National Asset Management Agency - Annual Report 2013

Balance at the beginning of the year 3,263,422 2,751,266

Increase in specific provision 847,227 1,016,647
Release of specific provision (295,026) (419,189)
Increase/(release) in collective provision 309,637 (85,302)
Total movement in provision 861,838 512,156

Balance at the end of the year 4,125,260 3,263,422

Recognised in the income statement 914,345 517,841
Recognised against loans and receivables (52,507) (5,685)
861,838 512,156

Analysed as:
Specific impairment 3,302,773 2,750,572
Collective impairment 822,487 512,850
4,125,260 3,263,422

The impairment provision for each specifically assessed debtor connection is calculated as the difference between the carrying value of each debtor connection's total loans and the present value of expected future cash flows for the connection. The increase in the specific provision in 2013 reflects principally the deterioration in the expected cash flows for debtor connections where there has been a reduction in the projected disposal value of property collateral to reflect NAMA's current expectations based on external market conditions and available evidence.

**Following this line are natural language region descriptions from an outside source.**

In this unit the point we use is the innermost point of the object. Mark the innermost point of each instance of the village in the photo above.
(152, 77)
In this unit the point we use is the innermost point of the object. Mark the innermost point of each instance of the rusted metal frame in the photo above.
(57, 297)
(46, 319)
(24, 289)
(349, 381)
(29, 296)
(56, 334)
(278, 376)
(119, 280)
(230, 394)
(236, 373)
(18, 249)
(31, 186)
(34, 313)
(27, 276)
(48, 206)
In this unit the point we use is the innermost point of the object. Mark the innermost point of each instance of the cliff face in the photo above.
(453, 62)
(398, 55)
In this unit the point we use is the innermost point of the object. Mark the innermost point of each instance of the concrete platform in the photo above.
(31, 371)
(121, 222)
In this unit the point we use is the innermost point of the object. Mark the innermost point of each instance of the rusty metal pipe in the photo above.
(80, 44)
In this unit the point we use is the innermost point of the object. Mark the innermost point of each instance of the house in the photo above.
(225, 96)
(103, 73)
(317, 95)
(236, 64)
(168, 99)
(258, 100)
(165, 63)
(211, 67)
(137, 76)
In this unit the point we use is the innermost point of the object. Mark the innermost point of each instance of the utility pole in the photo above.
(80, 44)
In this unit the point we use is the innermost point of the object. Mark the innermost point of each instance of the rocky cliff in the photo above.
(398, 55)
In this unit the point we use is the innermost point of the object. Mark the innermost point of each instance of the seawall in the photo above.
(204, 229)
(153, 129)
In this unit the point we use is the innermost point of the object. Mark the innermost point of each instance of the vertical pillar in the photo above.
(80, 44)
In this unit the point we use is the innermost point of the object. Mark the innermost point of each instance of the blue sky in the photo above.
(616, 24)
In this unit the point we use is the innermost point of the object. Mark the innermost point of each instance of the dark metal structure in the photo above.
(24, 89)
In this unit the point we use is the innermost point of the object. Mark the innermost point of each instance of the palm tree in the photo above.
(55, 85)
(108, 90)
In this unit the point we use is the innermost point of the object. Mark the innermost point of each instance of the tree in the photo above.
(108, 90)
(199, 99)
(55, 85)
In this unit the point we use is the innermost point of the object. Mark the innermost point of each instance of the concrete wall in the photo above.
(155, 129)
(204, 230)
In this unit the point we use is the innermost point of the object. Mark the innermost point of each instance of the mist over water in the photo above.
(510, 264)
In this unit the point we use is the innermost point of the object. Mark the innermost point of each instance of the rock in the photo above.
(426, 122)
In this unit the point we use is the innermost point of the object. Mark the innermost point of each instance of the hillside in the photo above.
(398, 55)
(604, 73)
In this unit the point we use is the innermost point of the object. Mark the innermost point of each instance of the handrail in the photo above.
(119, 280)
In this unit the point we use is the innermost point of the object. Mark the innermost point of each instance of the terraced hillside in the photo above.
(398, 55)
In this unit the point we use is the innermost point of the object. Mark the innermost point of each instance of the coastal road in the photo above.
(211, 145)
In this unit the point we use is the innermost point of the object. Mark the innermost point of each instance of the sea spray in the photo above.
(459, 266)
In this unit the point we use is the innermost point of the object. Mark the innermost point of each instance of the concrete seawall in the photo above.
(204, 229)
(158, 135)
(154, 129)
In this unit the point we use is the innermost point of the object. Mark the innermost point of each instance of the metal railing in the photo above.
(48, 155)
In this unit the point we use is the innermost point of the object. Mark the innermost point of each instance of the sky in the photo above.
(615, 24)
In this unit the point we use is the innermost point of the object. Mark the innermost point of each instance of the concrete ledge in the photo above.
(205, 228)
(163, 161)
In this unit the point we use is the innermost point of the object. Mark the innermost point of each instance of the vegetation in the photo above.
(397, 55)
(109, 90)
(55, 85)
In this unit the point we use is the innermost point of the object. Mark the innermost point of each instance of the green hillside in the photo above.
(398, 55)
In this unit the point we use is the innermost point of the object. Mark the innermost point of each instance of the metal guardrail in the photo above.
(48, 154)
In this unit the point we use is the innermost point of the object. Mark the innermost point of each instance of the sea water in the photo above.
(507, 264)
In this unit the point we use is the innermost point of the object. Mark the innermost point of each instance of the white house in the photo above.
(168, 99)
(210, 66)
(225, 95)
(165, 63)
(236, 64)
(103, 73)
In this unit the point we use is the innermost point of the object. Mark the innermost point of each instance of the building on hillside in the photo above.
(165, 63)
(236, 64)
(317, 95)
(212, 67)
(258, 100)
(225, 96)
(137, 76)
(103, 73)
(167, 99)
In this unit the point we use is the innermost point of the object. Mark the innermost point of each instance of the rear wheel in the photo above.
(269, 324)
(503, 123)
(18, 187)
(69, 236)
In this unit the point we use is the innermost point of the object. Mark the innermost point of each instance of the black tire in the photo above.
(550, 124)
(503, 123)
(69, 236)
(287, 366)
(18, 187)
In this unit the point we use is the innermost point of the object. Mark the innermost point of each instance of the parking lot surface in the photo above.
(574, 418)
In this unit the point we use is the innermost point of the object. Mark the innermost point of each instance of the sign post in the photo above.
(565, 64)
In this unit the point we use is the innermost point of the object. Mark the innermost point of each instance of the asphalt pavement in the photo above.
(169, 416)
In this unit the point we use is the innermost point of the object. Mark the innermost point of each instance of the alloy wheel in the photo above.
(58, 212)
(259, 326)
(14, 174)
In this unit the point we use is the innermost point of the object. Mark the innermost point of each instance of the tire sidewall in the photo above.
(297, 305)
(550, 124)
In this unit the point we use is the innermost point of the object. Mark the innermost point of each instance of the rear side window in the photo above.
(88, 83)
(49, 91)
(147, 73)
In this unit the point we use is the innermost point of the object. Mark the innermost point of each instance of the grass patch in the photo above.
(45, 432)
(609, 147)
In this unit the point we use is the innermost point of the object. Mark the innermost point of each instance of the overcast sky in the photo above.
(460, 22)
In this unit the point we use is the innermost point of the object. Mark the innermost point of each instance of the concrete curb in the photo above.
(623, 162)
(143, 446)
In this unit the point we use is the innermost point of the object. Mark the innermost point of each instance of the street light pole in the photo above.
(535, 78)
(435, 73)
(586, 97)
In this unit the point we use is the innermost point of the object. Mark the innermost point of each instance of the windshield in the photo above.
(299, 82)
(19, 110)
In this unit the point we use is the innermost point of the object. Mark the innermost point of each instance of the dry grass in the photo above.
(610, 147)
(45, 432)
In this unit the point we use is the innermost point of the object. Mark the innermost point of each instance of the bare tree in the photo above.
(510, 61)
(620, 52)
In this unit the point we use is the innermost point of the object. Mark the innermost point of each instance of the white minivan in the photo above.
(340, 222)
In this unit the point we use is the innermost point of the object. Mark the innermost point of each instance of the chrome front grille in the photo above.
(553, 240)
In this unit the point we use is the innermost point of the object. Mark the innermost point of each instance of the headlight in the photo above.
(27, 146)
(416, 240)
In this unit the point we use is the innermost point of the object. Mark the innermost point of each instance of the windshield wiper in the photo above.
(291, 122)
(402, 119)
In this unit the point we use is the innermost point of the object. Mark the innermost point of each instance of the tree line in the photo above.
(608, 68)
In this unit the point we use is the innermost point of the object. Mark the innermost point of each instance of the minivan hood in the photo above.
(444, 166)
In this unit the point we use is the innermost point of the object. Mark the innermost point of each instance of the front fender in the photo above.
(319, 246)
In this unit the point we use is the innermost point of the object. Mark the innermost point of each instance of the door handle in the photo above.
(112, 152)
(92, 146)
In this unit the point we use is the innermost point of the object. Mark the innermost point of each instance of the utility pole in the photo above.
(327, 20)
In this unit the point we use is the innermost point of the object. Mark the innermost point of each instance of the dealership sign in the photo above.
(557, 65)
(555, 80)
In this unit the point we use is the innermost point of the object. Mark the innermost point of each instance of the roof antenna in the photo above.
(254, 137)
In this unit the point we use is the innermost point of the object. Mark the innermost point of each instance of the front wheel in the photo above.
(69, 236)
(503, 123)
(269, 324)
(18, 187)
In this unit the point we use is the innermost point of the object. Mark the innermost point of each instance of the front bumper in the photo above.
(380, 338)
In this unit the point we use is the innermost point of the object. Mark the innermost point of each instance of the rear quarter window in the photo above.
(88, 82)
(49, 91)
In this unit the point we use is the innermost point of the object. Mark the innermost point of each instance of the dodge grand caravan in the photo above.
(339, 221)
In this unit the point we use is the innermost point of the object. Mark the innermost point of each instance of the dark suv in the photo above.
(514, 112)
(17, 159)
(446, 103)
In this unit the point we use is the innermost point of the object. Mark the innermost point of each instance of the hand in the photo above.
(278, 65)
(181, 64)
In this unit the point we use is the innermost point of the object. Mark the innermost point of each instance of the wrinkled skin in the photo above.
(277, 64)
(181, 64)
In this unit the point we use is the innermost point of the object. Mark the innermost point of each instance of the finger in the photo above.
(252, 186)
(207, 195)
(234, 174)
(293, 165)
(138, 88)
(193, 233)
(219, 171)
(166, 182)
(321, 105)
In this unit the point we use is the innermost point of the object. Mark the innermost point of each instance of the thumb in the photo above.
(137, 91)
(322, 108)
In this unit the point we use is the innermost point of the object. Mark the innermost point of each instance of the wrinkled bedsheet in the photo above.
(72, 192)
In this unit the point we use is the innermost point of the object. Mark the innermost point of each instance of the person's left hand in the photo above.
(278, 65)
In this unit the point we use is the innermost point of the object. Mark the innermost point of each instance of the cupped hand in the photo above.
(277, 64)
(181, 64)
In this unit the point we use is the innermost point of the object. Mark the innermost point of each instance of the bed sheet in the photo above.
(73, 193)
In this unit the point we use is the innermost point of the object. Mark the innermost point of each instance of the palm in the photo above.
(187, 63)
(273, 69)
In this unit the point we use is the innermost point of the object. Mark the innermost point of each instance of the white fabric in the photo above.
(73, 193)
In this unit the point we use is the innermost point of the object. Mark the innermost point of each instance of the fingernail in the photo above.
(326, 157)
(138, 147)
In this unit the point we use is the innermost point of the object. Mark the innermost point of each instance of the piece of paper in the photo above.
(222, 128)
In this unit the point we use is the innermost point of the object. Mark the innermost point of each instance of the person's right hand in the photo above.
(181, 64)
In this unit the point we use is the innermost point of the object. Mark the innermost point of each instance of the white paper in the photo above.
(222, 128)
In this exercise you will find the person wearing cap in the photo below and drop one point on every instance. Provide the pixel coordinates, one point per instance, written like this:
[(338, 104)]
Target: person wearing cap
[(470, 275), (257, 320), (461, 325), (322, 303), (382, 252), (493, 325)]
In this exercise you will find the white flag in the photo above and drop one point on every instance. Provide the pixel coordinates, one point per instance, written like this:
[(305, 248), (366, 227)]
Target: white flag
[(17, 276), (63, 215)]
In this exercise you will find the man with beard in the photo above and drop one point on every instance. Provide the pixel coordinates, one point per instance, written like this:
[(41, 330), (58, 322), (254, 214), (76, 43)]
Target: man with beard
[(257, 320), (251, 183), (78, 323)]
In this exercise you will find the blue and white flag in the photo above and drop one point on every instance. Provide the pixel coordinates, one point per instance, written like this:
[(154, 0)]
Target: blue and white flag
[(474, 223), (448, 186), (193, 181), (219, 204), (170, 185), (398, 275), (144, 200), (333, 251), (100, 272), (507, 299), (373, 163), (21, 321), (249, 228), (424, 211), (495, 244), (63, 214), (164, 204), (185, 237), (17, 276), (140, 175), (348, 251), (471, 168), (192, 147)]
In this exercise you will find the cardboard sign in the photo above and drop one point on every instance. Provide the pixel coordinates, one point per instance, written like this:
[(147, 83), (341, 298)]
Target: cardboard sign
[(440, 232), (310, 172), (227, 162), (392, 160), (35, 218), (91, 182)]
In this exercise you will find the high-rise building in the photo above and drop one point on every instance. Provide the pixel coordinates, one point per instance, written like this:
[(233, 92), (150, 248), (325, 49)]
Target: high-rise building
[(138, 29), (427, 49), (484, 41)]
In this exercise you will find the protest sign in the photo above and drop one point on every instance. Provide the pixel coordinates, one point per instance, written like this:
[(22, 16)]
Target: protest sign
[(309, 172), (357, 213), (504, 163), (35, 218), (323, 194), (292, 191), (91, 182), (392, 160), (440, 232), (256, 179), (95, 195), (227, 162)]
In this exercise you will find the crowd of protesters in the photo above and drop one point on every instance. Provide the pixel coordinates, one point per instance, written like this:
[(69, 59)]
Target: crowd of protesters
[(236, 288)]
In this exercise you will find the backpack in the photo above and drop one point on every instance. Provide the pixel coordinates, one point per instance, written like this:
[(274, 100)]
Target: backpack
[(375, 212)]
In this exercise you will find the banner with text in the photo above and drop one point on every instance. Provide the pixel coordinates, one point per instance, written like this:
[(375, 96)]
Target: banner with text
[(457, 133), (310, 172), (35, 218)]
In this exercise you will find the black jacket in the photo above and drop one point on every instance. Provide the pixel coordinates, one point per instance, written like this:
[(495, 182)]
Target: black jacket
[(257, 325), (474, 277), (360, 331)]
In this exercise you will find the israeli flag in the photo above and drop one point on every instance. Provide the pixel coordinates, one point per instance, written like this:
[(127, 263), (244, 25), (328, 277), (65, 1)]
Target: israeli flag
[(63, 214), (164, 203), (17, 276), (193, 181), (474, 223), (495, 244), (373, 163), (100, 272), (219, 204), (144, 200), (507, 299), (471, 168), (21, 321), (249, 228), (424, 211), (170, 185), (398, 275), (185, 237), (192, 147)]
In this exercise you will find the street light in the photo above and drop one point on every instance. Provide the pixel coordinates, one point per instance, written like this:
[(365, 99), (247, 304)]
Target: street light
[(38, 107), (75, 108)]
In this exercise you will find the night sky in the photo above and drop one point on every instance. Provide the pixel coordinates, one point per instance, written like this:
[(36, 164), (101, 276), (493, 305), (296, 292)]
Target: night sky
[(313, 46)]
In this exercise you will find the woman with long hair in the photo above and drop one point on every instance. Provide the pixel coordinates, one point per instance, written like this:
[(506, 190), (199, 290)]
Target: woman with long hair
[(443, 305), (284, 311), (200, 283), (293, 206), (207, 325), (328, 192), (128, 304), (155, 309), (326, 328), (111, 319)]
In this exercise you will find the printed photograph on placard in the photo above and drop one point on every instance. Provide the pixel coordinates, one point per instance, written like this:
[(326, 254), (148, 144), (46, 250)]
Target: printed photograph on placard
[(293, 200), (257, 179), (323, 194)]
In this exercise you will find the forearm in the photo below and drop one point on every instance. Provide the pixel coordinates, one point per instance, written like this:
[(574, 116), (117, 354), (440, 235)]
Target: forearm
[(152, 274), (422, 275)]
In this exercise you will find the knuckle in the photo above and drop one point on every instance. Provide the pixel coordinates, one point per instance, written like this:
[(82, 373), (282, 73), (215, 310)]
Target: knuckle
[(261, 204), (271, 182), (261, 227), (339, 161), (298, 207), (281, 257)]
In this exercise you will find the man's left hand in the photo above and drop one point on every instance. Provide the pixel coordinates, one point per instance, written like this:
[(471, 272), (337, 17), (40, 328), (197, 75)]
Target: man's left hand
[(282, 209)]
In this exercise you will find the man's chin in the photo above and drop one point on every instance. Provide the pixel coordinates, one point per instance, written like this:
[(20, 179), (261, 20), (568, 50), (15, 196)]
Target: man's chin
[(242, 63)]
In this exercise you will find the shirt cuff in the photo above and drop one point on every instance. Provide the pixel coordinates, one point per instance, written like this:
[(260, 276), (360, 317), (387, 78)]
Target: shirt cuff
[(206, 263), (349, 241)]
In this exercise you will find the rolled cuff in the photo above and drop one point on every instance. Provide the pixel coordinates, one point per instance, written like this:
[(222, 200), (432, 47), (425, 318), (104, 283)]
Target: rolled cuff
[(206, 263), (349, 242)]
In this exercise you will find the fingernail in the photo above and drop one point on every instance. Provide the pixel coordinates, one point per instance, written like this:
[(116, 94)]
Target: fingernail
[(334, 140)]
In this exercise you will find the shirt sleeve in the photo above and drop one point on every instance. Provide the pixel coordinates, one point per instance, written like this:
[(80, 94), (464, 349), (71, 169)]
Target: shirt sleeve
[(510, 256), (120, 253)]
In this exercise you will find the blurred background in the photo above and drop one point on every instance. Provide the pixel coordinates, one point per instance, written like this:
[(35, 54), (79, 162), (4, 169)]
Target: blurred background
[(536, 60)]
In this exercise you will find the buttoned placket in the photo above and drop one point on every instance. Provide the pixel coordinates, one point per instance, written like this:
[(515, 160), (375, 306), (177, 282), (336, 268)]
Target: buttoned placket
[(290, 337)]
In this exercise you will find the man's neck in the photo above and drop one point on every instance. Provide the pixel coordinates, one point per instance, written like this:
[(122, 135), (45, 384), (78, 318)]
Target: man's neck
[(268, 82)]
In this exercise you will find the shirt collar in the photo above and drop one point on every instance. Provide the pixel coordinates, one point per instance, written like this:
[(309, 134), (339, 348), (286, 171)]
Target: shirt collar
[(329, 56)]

For a number of debtor connections there has been an improvement in the expected cash flows resulting principally from an increase in the expected disposal value or accelerated disposal of property collateral, which has resulted in a release in the impairment provision for these debtor connections.

For the purpose of the collective assessment, NAMA has calculated an impairment loss rate using a sample of cash flows which were prepared in respect of the Participating Institutions managed debtors. This rate is then applied to the Participating Institution managed portfolio to determine the level of collective impairment provision required. The revised method has resulted in an increase in the collective impairment provisioning rate from 12.4% to 23.0% and an increase in the collective provision of €310m to a total collective provision of €822m.

Further information on the impairment of loans and receivables is included in Note 3, Critical accounting estimates and judgements, Note 20, Loans and receivables and Note 23, Credit Risk.